After setting up MySQL, you should come back to the terminal where you are deploying stacks.

Create Amazon Kinesis Data Streams for AWS DMS target endpoint

(.venv) $ cd ../dms-to-kinesis
(.venv) $ pwd
~/aws-dms-with-multiple-vpcs/dms-to-kinesis
(.venv) $ pip install -r requirements.txt
(.venv) $ cdk deploy \
             -c vpc_name='your-existing-vpc-name' \
             -c db_secret_name='db-secret-name' \
             -e DMSTargetKinesisDataStreamStack \
             --parameters TargetKinesisStreamName=your-kinesis-stream-name

Create AWS DMS Replication Task

For example, we already created the sample database (i.e. testdb) and table (retail_trans)

(.venv) $ cdk deploy \
             -c vpc_name='your-existing-vpc-name' \
             -c db_secret_name='db-secret-name' \
             -e DMSAuroraMysqlToKinesisStack \
             --parameters SourceDatabaseName=testdb \
             --parameters SourceTableName=retail_trans

Run Test

Start the DMS Replication task by replacing the ARN in below command.

(.venv) $ aws dms start-replication-task --replication-task-arn dms-task-arn --start-replication-task-type start-replication

Clean Up

  1. Stop the DMS Replication task by replacing the ARN in below command.

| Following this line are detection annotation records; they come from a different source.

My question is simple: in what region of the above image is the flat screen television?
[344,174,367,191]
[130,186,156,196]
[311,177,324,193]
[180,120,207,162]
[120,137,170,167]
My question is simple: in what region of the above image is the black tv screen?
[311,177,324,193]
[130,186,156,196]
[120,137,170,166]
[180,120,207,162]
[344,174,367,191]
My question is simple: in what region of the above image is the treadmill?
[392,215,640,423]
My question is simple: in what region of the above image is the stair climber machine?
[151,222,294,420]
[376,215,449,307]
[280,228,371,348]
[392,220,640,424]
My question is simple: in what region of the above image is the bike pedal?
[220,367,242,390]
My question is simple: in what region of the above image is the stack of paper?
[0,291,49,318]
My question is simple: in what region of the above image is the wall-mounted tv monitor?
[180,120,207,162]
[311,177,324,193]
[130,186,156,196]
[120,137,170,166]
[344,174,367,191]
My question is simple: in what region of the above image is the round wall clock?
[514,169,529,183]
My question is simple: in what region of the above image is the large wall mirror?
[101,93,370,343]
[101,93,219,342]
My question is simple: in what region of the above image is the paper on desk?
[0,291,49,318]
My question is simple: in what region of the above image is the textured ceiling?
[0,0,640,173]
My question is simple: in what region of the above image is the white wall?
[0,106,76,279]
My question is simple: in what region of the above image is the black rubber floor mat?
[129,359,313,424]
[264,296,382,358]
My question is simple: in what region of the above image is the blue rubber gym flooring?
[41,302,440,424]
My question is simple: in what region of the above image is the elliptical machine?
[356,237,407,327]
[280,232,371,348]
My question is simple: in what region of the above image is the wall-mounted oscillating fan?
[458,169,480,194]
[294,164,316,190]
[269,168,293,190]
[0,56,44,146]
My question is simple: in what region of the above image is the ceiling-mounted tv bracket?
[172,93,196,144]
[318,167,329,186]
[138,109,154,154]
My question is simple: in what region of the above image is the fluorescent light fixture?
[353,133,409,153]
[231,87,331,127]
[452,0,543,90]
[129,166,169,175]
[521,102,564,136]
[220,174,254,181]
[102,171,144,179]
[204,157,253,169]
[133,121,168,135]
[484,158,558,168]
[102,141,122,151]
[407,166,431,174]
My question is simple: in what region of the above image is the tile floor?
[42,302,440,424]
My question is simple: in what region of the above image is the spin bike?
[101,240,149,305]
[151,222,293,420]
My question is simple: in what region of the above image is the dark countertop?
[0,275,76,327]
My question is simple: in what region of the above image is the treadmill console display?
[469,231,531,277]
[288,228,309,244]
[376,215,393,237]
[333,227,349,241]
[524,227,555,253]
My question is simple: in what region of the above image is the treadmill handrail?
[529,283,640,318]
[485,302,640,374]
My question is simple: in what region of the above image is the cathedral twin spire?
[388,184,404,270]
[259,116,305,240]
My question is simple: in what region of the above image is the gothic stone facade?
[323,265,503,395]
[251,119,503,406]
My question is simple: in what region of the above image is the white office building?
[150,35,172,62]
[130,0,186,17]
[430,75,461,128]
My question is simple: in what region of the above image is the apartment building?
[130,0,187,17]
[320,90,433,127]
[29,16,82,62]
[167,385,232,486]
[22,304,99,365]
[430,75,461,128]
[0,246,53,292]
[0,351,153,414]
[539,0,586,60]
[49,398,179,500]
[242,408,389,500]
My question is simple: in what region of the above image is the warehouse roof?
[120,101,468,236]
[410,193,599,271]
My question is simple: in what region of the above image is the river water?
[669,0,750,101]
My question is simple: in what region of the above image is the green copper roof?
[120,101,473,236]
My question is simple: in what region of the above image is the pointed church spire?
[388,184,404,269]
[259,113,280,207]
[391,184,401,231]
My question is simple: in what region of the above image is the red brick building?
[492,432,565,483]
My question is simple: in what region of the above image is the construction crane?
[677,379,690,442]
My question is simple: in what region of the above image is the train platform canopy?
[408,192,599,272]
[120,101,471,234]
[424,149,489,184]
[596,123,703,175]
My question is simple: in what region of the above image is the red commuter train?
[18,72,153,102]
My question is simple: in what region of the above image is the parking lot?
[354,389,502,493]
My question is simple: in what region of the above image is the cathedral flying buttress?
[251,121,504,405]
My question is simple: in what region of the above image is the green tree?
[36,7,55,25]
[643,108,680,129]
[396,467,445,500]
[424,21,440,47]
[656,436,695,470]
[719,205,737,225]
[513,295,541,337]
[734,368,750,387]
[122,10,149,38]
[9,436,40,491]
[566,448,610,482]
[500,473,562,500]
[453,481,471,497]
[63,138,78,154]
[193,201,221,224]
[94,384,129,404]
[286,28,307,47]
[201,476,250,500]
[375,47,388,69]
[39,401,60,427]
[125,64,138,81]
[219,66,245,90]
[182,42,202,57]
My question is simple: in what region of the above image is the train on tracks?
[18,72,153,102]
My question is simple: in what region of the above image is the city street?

    (.venv) $ aws dms stop-replication-task --replication-task-arn dms-task-arn
    
  2. Delete the CloudFormation stack by running the below command.

    (.venv) $ pwd
    ~/aws-dms-with-multiple-vpcs/dms-to-kinesis
    (.venv) $ cdk destroy
    

Useful commands

  • cdk ls list all stacks in the app
  • cdk synth emits the synthesized CloudFormation template
  • cdk deploy deploy this stack to your default AWS account/region
  • cdk diff compare deployed stack with current state
  • cdk docs open CDK documentation

Enjoy!

References

Security

See CONTRIBUTING for more information.

License

This library is licensed under the MIT-0 License. See the LICENSE file.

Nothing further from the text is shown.